Simon Birmingham: While this is largely a matter for Queensland, it worries me to the extent that it goes to how committed states and territories are to doing the hard yards to achieve educational excellence to making sure that they’re putting in every possible effort to lift performance outcomes in their schools. And this change, which would have seen Queensland firstly catch up with the rest of the country and shifting to an ATAR type model, and secondly brings in more external assessment as I understand it in to the calculation of year 12 scores for tertiary admission is the type of change that can help to give greater confidence, lift standards, lift ambition, and that’s the type of thing we should be focusing on across our schooling sector and particularly for the states and territories who actually run our school systems, and the Commonwealth plays a policy leadership role and a core funding role as they’ve been discussing. But the States and territories run our school systems and they ought to be doing everything possible to lift standards and achieve reform as quickly as they can, not just kicking the can down the road.
Steve Austin: Well similarly for NAPLAN online marking in Queensland has been pushed back till 2018 for our NAPLAN scores. Do you have the same concerns about that?
Simon Birmingham: Look I’m concerned on a couple of front there. One is that there were technology concerns about the shift to NAPLAN online, and they were shared across jurisdictions. So I understand why the trial didn’t go ahead this year, but it is important there be a strong commitment to making this work and be getting that transition occur because the shift to NAPLAN online can make the data much richer and get it much faster into the hands of teachers in our schools and parents and to ensure that they actually then are able to use NAPLAN effectively and more effectively than they can right now.

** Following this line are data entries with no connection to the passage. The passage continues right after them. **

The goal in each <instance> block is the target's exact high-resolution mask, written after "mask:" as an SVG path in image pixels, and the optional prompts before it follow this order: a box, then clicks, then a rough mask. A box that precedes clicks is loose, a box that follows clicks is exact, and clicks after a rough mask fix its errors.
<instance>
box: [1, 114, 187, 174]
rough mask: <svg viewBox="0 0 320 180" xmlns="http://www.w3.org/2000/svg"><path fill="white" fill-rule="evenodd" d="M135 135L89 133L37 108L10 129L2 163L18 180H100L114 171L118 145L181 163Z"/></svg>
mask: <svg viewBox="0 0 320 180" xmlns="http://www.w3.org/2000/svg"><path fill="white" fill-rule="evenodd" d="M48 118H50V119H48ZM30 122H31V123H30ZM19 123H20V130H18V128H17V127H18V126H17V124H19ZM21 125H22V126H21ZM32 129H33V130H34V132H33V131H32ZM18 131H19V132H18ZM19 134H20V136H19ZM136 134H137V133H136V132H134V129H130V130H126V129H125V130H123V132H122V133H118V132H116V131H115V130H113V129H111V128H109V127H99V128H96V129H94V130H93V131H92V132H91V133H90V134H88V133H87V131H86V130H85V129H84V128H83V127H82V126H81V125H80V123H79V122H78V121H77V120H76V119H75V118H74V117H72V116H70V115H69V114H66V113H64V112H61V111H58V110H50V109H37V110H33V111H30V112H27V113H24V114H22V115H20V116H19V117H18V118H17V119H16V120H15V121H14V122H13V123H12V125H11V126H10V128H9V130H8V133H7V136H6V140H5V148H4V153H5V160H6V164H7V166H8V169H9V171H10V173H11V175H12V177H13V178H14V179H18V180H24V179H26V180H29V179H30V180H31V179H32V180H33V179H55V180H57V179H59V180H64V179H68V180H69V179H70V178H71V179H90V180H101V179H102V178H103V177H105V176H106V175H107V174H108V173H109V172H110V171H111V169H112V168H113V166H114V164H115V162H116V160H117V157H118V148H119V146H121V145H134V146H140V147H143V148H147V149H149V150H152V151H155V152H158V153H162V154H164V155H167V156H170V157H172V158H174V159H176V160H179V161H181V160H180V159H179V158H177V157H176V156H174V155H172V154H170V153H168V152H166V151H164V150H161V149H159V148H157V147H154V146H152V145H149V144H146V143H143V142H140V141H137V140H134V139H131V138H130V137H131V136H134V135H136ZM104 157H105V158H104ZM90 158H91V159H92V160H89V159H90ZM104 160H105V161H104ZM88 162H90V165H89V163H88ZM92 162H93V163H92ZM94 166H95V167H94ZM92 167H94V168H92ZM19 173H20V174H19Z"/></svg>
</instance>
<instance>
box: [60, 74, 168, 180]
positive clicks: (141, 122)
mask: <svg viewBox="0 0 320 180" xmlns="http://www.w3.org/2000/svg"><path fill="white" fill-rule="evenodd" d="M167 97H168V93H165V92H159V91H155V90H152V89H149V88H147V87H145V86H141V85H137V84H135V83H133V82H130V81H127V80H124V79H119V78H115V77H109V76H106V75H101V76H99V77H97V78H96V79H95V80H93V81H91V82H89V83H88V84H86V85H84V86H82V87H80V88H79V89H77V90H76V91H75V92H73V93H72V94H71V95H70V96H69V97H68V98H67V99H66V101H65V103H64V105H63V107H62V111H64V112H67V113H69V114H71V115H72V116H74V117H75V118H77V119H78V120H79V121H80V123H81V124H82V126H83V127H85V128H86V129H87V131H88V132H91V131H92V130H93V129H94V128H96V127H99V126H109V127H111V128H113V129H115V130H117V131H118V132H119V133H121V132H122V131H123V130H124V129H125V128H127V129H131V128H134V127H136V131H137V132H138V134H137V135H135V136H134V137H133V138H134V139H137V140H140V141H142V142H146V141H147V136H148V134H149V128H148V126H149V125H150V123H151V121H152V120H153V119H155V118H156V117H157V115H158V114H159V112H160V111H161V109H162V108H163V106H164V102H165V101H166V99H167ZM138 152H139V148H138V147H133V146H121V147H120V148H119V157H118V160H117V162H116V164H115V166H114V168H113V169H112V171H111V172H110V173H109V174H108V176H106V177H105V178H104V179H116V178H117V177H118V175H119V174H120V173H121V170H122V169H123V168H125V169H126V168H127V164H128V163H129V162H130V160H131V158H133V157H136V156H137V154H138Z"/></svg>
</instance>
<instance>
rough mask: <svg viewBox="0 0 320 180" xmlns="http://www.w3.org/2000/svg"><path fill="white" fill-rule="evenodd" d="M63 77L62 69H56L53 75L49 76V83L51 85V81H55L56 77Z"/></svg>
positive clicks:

Steve Austin: So are you concerned about Queensland’s Education Minister’s commitment to this?
Simon Birmingham: Well I really hope that Kate is a clear cut commitment that Queensland will support this transition, not look for every excuse in the future to duck out of it or to raise concerns or scare tactics. And I also hope that Kate and Queensland will look to support further reforms around NAPLAN that lift the level of standard that isn’t set, so that we have a clearer picture not just of whether students are meeting a minimum standard but whether they’re actually meeting the proficient standard for their year level. And I hope that that’s something that we can achieve to ensure that again, teachers and parents have far greater information to know whether their child is succeeding and if they’re not what steps need to be taken to give them assistance to succeed in the future.
Steve Austin: Minister, thanks for your time.
Simon Birmingham: A pleasure, Steve.
[End of excerpt]
Steve Austin Australia’s Education Minister Simon Birmingham. He’s in Brisbane today going to a number of schools, and no doubt you’ll see details or hear details on ABC Radio throughout the day and then ABC TV tonight.